Tonino forgot both coachmen as he and Paolo followed the others into the Palace. It was so grand, and so huge. They were taken through vast halls with shiny floors and gilded ceilings, which seemed to go on for miles. On either side of the long walls there were statues, or soldiers, or footmen, adding to the magnificence in rows. They felt so battered by all the grandeur that it was quite a relief when they were shown into a room only about the size of the Casa Montana yard. True, the floor was shiny and the ceiling painted to look like a sky full of wrestling angels, but the walls were hung with quite comfortable red cloth and there was a row of almost plain gilt chairs along each side.

Another party of people was shown into the room at the same time. Domenico took one look at them and turned his eyes instantly on the painted angels of the ceiling. Old Niccolo and Uncle Umberto behaved as if the people were not there at all. Paolo and Tonino tried to do the same, but they found it impossible.

So these were the Petrocchis, they thought, sneaking glances. There were only four of them, to their five. One up to the Montanas. And two of those were children. Clearly the Petrocchis had been as hard-pressed as the Montanas to come before the Duke with a decent party, and they had, in Paolo and Tonino’s opinion, made a bad mistake in leaving one of their family outside with the coach.

They were not impressive. Their University representative was a frail old man, far older than Uncle Umberto, who seemed almost lost in his red and gold gown. The most impressive one was the leader of the party, who must be Old Guido himself. But he was not particularly old, like Old Niccolo, and though he wore the same sort of black frock-coat as Old Niccolo and carried the same sort of shiny hat, it looked odd on Old Guido because he had a bright red beard. His hair was rather long, crinkly and black. And though he stared ahead in a bleak, important way, it was hard to forget that his daughter had once accidentally turned him green.

The two children were both girls. Both had reddish hair. Both had prim, pointed faces. Both wore bright white stockings and severe black dresses and were clearly odious. The main difference between them was that the younger – who seemed about Tonino’s age – had a large bulging forehead, which made her face even primmer than her sister’s. It was possible that one of them was the famous Angelica, who had turned Old Guido green.
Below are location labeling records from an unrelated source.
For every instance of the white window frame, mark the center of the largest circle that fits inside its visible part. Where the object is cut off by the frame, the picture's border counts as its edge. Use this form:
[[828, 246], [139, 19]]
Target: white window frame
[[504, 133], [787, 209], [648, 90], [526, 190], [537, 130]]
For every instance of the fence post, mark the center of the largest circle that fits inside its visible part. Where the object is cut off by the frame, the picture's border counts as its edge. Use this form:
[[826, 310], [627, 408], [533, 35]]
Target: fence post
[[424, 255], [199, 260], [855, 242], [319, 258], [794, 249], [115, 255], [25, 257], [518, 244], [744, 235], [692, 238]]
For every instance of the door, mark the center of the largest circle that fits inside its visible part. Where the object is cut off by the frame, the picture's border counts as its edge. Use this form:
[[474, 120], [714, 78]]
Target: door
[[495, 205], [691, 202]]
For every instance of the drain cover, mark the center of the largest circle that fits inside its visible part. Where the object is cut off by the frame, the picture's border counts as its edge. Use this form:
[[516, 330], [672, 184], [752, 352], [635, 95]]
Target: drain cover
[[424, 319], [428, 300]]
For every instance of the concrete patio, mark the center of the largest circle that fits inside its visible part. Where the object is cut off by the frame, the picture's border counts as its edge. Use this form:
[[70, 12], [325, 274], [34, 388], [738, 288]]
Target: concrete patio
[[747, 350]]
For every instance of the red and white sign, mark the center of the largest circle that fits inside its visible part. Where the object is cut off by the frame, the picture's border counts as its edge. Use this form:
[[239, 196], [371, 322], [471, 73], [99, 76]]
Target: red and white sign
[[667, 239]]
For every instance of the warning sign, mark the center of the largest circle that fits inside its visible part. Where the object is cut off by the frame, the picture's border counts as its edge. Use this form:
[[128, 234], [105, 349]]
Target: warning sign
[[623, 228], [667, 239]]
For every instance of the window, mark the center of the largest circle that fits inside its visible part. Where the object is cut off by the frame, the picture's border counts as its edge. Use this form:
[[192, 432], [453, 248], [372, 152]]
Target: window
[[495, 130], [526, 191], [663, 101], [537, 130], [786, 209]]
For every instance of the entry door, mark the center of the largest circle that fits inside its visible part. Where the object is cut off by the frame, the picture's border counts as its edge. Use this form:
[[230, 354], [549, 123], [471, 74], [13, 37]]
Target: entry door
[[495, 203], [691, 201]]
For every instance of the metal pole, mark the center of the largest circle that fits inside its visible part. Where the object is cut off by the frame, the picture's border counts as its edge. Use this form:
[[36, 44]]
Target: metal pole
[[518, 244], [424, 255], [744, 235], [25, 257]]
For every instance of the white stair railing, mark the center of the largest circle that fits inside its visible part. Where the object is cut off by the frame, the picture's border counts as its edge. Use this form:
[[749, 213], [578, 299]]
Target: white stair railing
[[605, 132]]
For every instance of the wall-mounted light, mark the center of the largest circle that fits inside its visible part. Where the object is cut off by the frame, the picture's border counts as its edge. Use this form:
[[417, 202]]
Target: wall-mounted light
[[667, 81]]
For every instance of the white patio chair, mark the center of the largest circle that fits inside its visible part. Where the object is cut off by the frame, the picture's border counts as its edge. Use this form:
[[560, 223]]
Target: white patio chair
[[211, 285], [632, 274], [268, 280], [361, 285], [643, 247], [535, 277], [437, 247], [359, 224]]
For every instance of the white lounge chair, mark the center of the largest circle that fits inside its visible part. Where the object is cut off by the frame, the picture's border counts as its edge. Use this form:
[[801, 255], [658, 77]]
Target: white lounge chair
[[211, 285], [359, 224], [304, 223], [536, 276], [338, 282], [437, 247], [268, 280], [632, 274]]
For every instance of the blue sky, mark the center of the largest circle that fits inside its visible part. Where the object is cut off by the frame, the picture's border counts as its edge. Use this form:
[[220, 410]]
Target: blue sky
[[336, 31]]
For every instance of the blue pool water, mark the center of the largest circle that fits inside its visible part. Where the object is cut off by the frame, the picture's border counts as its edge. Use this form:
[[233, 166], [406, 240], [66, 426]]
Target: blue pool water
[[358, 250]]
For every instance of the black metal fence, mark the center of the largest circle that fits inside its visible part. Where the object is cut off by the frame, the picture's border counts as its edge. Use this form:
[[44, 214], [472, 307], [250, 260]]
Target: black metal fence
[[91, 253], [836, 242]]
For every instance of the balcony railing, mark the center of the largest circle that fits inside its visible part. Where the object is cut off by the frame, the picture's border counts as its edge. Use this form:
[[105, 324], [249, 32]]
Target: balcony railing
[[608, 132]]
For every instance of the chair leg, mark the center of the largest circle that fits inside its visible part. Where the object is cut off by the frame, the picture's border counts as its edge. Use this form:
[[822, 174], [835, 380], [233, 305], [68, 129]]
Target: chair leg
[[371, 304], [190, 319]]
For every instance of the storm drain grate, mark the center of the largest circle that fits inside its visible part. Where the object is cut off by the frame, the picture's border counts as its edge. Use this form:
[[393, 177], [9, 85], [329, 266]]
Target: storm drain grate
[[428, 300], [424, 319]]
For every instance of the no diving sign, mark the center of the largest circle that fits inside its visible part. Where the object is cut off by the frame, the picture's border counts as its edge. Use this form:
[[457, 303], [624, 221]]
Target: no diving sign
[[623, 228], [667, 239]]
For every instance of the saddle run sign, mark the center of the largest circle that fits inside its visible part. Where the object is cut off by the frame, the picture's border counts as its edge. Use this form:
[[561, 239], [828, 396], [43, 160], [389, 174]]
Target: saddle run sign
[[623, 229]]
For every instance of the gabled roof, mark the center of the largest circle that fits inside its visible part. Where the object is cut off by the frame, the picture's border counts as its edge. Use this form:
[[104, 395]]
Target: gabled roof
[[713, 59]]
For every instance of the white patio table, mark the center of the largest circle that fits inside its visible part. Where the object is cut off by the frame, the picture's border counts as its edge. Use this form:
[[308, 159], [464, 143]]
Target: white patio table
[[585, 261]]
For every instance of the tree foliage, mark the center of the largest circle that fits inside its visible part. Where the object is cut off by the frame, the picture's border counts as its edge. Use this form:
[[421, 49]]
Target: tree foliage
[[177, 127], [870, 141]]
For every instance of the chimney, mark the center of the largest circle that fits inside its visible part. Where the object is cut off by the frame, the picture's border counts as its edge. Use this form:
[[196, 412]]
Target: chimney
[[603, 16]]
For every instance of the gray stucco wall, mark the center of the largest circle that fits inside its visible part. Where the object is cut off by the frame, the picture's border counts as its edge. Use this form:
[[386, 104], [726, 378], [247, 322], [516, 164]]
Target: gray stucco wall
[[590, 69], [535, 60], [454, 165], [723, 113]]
The boys stared at them, trying to decide which it might be, until they encountered the prim, derisive stare of the elder girl. It was clear she thought they looked ridiculous. But Paolo and Tonino knew they still looked smart – they felt so uncomfortable – so they took no notice.

After they had waited a while, both parties began to talk quietly among themselves, as if the others were not there. Tonino murmured to Paolo, “Which one is Angelica?”